Après des années de formation au Maroc et un parcours d’animateur social dans les rues d’Antananarivo, le réalisateur malgache Luck Razanajaona signe avec « Disco Afrika » son premier long-métrage de fiction. Sélectionné au Festival de Berlin, ce film aborde avec sincérité les désillusions post-indépendance à Madagascar, sur fond de musique des années 70. Entretien avec un cinéaste qui refuse la fatalité et croit au pouvoir transformateur du septième art.

Vous évoquez votre expérience personnelle en tant que jeune Malgache ayant travaillé en prison. Comment cette expérience a-t-elle nourri la création du personnage de Kwame et sa quête de sens face à la corruption et aux inégalités ?

Luck Razanajaona : Avant de partir à l’école de Cinéma ESAV Marrakech en 2008, j’étais animateur social dans les rues d’Antananarivo. J’ai commencé à travailler juste après la violente crise politique de 2002. J’ai vu le désarroi de la jeunesse malgache pendant cette période : la faim, la pauvreté, la prostitution et la délinquance juvénile, mais à un niveau inimaginable. J’ai surtout senti qu’il fallait que je me positionne face à cette situation et j’ai fait mon travail en aidant ces jeunes dans l’espoir qu’un jour je pourrais être un porte-voix.

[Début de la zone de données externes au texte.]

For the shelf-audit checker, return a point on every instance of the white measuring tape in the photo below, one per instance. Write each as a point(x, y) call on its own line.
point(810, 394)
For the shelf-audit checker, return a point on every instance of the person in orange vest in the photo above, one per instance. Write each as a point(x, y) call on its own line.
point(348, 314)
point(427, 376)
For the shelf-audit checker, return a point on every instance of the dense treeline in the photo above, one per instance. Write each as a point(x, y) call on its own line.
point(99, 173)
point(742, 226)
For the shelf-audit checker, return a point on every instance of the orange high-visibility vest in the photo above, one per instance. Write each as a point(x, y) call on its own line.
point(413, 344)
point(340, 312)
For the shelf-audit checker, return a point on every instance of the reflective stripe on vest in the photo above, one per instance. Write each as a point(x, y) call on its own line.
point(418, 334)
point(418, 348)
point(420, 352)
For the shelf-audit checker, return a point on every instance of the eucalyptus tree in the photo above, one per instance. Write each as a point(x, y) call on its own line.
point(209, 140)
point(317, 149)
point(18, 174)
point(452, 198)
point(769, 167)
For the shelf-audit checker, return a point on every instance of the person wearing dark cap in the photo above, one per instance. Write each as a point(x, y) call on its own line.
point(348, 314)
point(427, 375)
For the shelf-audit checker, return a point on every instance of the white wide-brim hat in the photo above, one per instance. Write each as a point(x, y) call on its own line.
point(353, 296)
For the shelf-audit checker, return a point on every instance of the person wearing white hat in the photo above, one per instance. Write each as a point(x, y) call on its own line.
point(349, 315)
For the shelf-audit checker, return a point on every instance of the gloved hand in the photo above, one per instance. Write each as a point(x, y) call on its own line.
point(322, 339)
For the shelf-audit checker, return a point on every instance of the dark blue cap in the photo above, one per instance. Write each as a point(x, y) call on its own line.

Moi-même étant né en 1985, j’ai vécu deux crises politiques (les séquelles de la crise de 1972, puis celles de 1991 et 2002) ; et pour moi c’en était trop car notre pays est un pays qui n’a jamais connu de guerre, pourtant il n’y a aucun avenir dans ce pays. Plus tard, après 2012, où je suis retourné à Madagascar pour tourner mes courts-métrages, j’ai pu aussi intervenir dans la prison de la capitale pour un atelier documentaire. Là, le choc était inévitable car je constatais la même situation de désarroi qu’une dizaine d’années auparavant. Je côtoyais des jeunes en perte de repères, un système administratif gangrené par la corruption, une crise politique omniprésente (2013 et 2018) et surtout le même sentiment que « tout est perdu et qu’il n’y a plus d’espoir à Madagascar ».

Ayant déjà écrit quelques lignes de DISCO AFRIKA en 2012, mes expériences depuis mon retour ont nourri le personnage de Kwame. Je voulais que la voix de cette jeunesse soit portée à l’écran par un jeune malgache du quotidien, et qu’il porte aussi le nom d’un libérateur panafricain, Kwame Nkrumah, une manière de parler à la jeunesse africaine tout entière.

Vous mentionnez des références comme « Deux jours, une nuit » des frères Dardenne et « La Loi du marché » de Stéphane Brizé. Comment avez-vous adapté cette approche du cinéma social européen à la réalité malgache, tout en intégrant la dimension musicale des années 70 ?

Kwame Disco Afrika
Kwame Disco Afrika

Luck Razanajaona : J’ai été formé à l’École supérieure des Arts Visuels de Marrakech, mais nos enseignants venaient surtout de la FEMIS et de l’INSAS en majorité. On était baignés dans l’« école du cinéma classique européen » ; et plus tard j’ai pu aussi découvrir les cinémas qui m’ont marqué, dont le cinéma iranien et roumain. Je me souviens des discussions enflammées avec les cinéastes Hamid Fardjad, Razvan Radulescu et aussi le directeur photo Charlie Van Damme, mais aussi très inspiré par le documentariste Samba Felix Ndiaye.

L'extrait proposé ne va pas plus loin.